|The answer is a resounding no|
Advanz Pharma – and its former private equity owners HgCapital and Cinven inflated thyroid drug prices over 10n years by up to 6,000% paid out more than £400m to shareholders and directors during the same period. So much for the usual defence of high prices and lucrative profits that it is for the expense of research and development costs.
Advanz and its subsidiaries were found to have charged “excessive and unfair prices” between 2009 and 2017 for liothyronine tablets, primarily used to treat hypothyroidism and were fined a combined £100m by the Competition and Markets Authority (CMA).
During the period that the CMA found that drug prices were inflated, Companies House filings show that dividends were paid to entities controlled either from Luxembourg or Jersey.
The shareholder payouts were channelled through Mercury Pharma Group, part of the Advanz Pharma network of companies and one of the firms fined in the CMA’s crackdown.
Between 2009 and 2012, Mercury Pharma Group paid £44.4m in dividends while under the ultimate ownership of Hg Capital, via a Luxembourg-based entity called Midas.

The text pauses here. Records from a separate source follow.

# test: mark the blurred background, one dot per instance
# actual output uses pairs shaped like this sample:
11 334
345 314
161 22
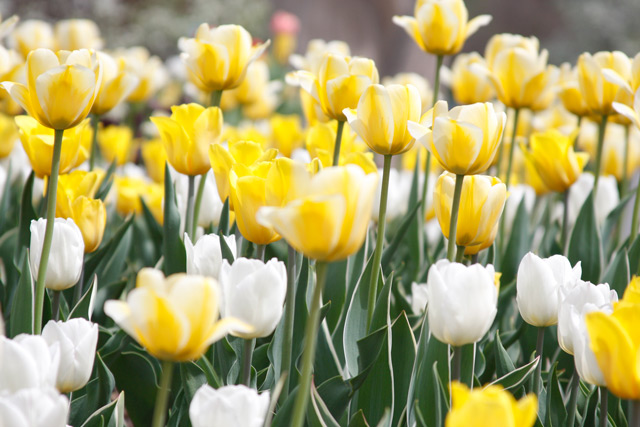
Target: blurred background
565 27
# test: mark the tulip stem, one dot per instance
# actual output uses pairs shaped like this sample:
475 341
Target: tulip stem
537 376
198 203
377 256
48 234
308 355
604 406
290 307
573 398
215 98
336 148
190 208
95 122
602 127
453 224
162 397
247 356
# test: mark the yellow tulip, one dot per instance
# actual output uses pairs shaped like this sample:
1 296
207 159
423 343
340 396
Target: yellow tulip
217 58
174 318
551 155
73 34
469 85
597 91
117 84
286 133
491 404
441 26
115 143
61 88
339 82
616 344
8 135
187 135
37 141
481 203
382 115
154 156
464 140
329 219
246 153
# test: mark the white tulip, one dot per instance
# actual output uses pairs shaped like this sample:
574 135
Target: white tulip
66 256
205 257
27 361
232 405
572 303
34 407
254 292
77 339
462 301
538 284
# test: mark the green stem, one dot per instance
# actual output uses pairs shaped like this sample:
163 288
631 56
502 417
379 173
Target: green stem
336 148
573 398
308 355
290 307
602 127
95 122
453 224
198 203
216 96
247 356
537 376
377 256
162 397
604 406
189 211
48 234
514 134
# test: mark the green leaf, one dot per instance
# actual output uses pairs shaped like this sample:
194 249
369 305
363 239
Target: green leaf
175 257
585 244
21 317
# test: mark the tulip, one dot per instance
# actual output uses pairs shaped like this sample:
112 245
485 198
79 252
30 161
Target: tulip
27 362
465 139
217 58
552 155
462 301
481 203
187 135
205 257
538 283
77 340
441 26
254 291
38 143
67 253
232 405
67 85
474 408
34 407
381 117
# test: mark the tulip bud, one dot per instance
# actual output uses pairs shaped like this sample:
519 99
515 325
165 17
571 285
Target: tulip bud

In 2012, fellow private equity group Cinven bought Mercury from Hg and merged it with Amdipharm, which it had purchased that year, combining them under the control of a Jersey-based entity called Amdipharm Mercury.
Under the ownership of this new entity, Mercury paid a £12.8m dividend.
Cinven sold Amdipharm Mercury to Canadian drugs company Concordia Healthcare in a £2.3bn deal in 2015, but the Jersey-based structure remained in place.
Now under Concordia’s control, Mercury paid dividends of £240.3m in 2016 and £85.4m in 2017, both to the Canadian firm’s London-based subsidiary Concordia Investment Holdings (UK) Limited.
This firm paid no income tax over the period, instead claiming tax credits worth a combined £42m. It was able to do so in part because it made significant losses over the three years, partly due to £344m in debt interest that it paid on £1.47bn in loans that carried an interest rate of 10.5%.
As well as paying the Jersey entity hundreds of millions of pounds in interest, Concordia Investment Holdings (UK) also paid it dividends worth a combined £65m.
Also over the eight-year period covered by the CMA’s fine for inflating drug prices, Advanz Pharma also handed significant payouts to senior managers. The Guardian analysis found the company rewarded directors handsomely via a complex system of dividend payments and intra-company loans involving offshore entities. A subsidiary paid directors, who never numbered more than three people, about £21m over the period of the drug price inflation.